Honorary degree citation - Charles C. Hill
By: Sandra Paikowsky, November 2007
Mr. Chancellor, it is an honour for me to present to you Mr. Charles Christie Hill, the eminent art historian and the Curator of Canadian Art at the National Gallery of Canada and a Member of the Order of Canada.
For over thirty-five years, he has presented the art of this country to both Canadian and international audiences through his organizing of exhibitions, his development of the Gallery's permanent collection of Canadian art, and his writing of major catalogues, essays, and articles. Mr. Hill's enormous dedication to the history of Canadian art is evident in his exacting and inspired research, and in the public dissemination of what we clearly recognize as his extraordinary knowledge - and all for the betterment of our understanding of Canada's cultural achievements.

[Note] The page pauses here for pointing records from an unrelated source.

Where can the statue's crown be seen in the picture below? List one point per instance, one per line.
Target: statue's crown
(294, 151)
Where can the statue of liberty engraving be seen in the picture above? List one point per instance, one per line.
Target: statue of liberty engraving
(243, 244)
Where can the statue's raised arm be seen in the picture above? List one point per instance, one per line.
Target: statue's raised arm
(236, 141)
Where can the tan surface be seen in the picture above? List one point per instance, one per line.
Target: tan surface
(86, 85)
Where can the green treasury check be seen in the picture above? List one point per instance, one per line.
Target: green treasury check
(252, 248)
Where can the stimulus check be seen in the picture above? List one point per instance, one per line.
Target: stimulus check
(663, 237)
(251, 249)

After studies at the Université de Grenoble and McGill University, Mr. Hill obtained his MA in Art History from the University of Toronto in 1969. He then joined the curatorial staff at the National Gallery, becoming the Curator of Canadian Art in 1980 and has worked tirelessly ever since. Charles Hill came to national attention with his 1975 exhibition and catalogue of Canadian Painting in the Thirties, which remains a singular accomplishment. A rich array of major NGC exhibitions and catalogues followed, including studies on the photography of John Vanderpant to the first examination of the Royal Canadian Academy of Arts; and then onto the paintings of A.Y Jackson, James Wilson Morrice, and Tom Thomson, where his major catalogue essay won an award. Most recently he has provided us with new perspectives on the art of Emily Carr, which was also honoured. Internationally, his exhibition on Canadian Landscape and the Group of Seven has travelled to Mexico, Scandinavia and China.

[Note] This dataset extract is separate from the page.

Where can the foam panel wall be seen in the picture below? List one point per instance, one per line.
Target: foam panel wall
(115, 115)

Mr. Hill has also contributed to exhibitions and catalogues at other institutions, including the True North, Canadian Landscape Painting in London, England and closer to home, the Louis-Philippe Hebert and Louis Muhlstock shows, among others. His learned articles in the National Gallery Review, RACAR and our own Journal of Canadian Art History (where he also sits on the Advisory Board) have also added to the wider appreciation of Mr. Hill's wisdom and scholarship. We now eagerly await his current independent project, a biography of the late Dr. Max Stern, one of this country's most important art dealers and collectors.

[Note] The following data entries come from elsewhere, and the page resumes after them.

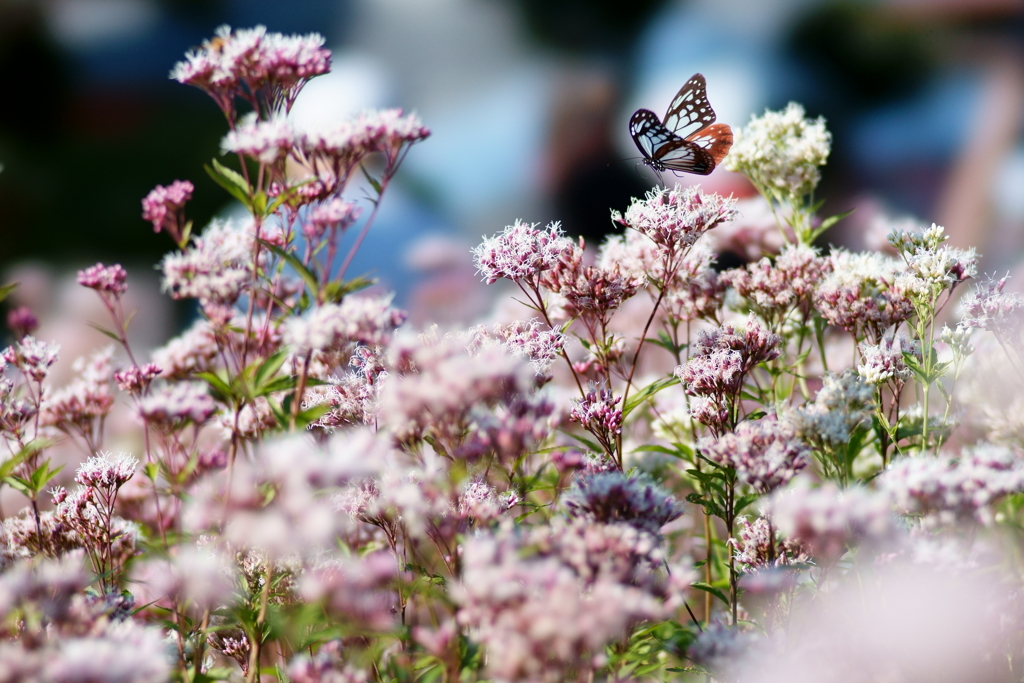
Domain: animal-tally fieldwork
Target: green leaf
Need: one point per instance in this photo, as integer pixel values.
(231, 180)
(828, 222)
(373, 181)
(680, 452)
(268, 369)
(103, 331)
(5, 290)
(221, 389)
(280, 384)
(701, 586)
(744, 501)
(591, 445)
(303, 271)
(37, 480)
(335, 292)
(646, 392)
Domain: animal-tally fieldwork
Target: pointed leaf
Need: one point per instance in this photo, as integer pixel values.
(231, 180)
(303, 271)
(5, 290)
(646, 392)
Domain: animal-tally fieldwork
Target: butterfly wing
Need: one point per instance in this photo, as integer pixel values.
(685, 156)
(648, 133)
(664, 150)
(688, 139)
(689, 111)
(715, 139)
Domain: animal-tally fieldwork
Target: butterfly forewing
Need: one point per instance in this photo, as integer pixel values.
(688, 139)
(648, 133)
(690, 111)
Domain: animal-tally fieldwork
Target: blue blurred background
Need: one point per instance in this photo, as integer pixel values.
(528, 102)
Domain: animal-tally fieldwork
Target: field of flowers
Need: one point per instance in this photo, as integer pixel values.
(806, 468)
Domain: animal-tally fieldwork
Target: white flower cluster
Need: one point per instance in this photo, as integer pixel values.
(946, 489)
(827, 520)
(367, 319)
(781, 152)
(216, 267)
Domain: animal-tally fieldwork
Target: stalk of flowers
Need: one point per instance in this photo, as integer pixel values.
(933, 269)
(781, 154)
(673, 220)
(720, 361)
(25, 435)
(109, 541)
(836, 424)
(80, 409)
(763, 455)
(265, 70)
(164, 207)
(886, 366)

Another aspect of Charles Hill's curatorial accomplishment is his remarkable contribution to the steady growth and enhancement of the National Gallery's Canadian art collection. This is demonstrated by his eye-opening presentations of the collection and the stimulating texts, which accompany these exhibitions. His work in bringing the work of Native artists together with that of other Canadians has given the collection and its exhibitions, a particular expressiveness and inclusivity.His co-editing of the important text on the NGC's permanent collection of Canadian art and his tireless contribution to the holdings of the gallery's library and archives are further testaments to his scholarship on behalf of all Canadians. As well, almost every Canadian museum and public gallery as well as numerous learned associations and the public have had the privilege of hearing his talks and refreshing insights. It is for all these reasons and more, that he was awarded the Order of Canada in 2001.
There is not sufficient time today to truly pay homage to the contribution of Charles Hill to the national and international recognition of Canadian art. Nevertheless, any one here today, faculty and students, or indeed anyone else with an interest in Canadian art has benefited both from his impassioned commitment to the history of our visual culture, and from his extraordinary, uncompromising scholarship, which is a model of excellence for us all.
We must also salute Charles Hill for his pioneer role in the gay rights movement in Canada. This began with his founding of the University of Toronto Homophile Association when he was a graduate student and his commitment to the community has continued unabated ever since.
The Department of Art History considers it a privilege to sponsor his nomination for an honorary degree.
Mr. Chancellor, for his dedication to Canadian art history and his work at the National Gallery of Canada on behalf of this entire country, and on behalf of the Senate and the Board of Governors, may I present Charles C. Hill, so that you may confer on him a Doctor of Laws degree from Concordia University.